Excessive interest in forecasting quarterly results, cognitive bias and inability of industries to forecast their own performance accurately are behind the ‘outlandish valuations’ of consumer stocks, according to a research by Kotak Institutional Equities. 

“We believe the Street needs to review its valuation approach and arguments for consumer stocks,” said Sanjeev Prasad, who heads institutional equities at Kotak and is among the authors of the report.

According to data from the report, most consumer stocks are trading at 40-60 times the one-year forward price-to-earnings ratio, which is a measure used to verify if a stock justifies its earnings. “Most consumer stocks have delivered poor returns over the past 3-5 years , despite a disproportionate share of positive ratings,” Mr.

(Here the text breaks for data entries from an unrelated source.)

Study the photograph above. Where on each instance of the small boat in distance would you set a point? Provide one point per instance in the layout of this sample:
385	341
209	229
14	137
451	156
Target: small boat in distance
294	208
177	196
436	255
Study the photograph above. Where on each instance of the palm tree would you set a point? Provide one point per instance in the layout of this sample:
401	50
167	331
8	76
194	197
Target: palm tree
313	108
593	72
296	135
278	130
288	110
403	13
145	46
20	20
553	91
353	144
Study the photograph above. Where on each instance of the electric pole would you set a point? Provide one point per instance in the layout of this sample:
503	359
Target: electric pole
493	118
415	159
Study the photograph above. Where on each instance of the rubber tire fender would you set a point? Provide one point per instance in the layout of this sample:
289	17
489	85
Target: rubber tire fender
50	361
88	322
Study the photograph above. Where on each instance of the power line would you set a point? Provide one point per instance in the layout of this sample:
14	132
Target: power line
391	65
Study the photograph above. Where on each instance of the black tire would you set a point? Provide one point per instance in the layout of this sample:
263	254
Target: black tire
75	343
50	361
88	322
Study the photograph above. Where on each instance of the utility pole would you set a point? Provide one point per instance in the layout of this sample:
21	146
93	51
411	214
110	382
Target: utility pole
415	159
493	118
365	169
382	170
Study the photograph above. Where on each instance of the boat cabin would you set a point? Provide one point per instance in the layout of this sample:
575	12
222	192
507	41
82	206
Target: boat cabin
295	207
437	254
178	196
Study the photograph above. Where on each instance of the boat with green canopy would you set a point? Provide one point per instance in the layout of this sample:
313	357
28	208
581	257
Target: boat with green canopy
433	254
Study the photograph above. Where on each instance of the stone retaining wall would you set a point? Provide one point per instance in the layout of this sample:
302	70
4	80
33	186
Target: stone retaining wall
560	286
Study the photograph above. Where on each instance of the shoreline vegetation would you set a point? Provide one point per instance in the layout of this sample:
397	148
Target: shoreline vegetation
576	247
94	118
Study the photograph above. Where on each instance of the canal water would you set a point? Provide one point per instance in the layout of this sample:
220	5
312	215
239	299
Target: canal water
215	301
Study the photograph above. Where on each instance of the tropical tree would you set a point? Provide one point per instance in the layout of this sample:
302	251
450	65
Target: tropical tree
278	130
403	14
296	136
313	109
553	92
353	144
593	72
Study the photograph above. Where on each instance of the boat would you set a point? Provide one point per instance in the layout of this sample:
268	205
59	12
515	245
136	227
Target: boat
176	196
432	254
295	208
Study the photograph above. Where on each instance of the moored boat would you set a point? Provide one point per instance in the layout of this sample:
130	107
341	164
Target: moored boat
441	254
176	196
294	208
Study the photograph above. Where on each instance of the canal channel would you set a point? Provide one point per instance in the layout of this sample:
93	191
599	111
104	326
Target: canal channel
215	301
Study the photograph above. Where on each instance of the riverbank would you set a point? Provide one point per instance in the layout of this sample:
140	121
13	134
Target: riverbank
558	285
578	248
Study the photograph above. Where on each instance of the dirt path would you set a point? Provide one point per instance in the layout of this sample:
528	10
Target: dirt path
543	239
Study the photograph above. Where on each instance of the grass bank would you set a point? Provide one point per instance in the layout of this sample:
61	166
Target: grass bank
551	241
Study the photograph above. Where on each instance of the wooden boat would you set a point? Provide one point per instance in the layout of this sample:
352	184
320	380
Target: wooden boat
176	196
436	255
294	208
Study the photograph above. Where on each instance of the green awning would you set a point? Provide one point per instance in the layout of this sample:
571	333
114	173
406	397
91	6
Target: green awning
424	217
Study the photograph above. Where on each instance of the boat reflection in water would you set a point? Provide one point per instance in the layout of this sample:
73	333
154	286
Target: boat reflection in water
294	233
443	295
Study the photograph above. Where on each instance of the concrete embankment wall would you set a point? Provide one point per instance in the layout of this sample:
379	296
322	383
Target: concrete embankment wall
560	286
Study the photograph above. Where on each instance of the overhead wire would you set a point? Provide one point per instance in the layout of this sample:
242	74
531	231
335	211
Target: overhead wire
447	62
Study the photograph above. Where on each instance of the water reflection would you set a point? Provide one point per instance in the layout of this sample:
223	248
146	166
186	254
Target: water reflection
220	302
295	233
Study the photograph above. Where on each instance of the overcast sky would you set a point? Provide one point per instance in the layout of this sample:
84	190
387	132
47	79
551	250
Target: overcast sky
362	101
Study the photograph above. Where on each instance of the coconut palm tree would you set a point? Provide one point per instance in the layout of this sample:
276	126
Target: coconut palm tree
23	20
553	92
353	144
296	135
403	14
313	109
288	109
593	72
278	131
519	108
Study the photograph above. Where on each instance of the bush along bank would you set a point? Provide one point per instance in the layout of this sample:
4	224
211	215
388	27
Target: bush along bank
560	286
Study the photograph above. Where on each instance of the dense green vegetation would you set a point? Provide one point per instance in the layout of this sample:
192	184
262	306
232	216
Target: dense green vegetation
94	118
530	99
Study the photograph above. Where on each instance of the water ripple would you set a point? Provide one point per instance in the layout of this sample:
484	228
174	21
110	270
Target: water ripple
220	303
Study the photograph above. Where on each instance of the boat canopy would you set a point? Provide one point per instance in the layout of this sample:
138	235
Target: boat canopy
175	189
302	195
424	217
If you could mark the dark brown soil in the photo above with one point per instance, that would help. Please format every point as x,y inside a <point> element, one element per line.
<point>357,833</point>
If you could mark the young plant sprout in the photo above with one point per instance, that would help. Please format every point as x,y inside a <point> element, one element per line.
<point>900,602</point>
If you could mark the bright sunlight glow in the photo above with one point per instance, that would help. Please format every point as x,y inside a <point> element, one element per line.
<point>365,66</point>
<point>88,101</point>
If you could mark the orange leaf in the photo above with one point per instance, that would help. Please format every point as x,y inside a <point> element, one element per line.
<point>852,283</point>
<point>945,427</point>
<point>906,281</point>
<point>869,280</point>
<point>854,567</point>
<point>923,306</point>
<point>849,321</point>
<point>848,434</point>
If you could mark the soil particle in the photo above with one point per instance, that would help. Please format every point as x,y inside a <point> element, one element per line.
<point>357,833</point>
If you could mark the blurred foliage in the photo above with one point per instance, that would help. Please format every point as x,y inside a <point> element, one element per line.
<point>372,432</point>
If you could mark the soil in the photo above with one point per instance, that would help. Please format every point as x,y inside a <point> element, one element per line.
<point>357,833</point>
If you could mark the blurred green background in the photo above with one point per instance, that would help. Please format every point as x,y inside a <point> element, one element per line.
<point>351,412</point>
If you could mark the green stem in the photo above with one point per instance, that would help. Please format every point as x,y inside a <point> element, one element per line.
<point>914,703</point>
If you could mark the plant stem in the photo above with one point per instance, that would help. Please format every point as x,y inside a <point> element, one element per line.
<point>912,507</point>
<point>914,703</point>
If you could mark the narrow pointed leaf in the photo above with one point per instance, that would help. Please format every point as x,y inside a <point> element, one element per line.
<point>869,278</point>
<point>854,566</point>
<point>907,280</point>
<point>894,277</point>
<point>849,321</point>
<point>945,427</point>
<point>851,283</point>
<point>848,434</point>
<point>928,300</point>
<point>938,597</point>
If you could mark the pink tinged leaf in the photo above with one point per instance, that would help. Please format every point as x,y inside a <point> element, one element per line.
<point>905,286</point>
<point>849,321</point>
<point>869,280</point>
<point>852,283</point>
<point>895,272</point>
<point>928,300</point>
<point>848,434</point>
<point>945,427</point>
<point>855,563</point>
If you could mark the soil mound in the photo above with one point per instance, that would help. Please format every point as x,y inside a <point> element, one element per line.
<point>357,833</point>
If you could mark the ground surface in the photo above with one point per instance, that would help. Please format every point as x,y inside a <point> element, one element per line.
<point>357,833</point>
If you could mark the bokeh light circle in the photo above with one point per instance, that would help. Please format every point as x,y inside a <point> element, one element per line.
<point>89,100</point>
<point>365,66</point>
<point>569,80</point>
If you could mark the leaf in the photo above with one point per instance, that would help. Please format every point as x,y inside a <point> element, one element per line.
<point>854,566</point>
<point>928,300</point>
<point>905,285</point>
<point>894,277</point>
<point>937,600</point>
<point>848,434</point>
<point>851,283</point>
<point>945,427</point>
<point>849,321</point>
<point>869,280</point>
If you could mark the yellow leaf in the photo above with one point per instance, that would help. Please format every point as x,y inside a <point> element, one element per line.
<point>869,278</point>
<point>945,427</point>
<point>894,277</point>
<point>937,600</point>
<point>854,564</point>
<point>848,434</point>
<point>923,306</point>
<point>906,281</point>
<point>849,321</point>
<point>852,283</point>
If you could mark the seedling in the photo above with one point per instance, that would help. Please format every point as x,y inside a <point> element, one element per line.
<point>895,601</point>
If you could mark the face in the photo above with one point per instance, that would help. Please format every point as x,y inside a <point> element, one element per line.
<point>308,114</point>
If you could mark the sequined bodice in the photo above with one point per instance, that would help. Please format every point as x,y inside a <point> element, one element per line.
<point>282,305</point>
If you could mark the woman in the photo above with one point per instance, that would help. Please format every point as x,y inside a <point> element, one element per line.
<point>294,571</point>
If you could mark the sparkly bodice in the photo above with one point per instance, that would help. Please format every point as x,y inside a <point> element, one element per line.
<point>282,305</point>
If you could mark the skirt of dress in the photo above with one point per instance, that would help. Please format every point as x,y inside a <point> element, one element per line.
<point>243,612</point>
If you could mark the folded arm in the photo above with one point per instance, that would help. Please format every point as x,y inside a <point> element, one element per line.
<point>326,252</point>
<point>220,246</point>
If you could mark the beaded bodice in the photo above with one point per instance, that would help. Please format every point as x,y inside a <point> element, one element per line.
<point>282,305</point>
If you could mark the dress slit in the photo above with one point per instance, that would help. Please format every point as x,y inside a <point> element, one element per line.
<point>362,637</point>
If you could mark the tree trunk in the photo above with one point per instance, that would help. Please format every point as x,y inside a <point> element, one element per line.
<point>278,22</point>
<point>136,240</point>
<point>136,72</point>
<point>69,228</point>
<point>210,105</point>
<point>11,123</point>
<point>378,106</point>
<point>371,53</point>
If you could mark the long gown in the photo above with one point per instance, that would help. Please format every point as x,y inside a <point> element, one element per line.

Prasad said.

He said that popular sentiment had missed the changes in the business model of the companies as they “hope quarterly earnings may recover to 2010 levels”, use historical valuations benchmark even after they had become irrelevant, and excessive focus on quarterly results driven by consumer demand.

“The fact that the stocks have not gone anywhere for years does not seem to be bothering anyone, severe cognitive biases and overconfidence of companies about their ability to forecast events in an era of climate change and technological disruptions and the misguided belief among analysts and investors about their ability to forecast stock prices and developments based on companies’ guidance are the reasons behind this,” the authors said.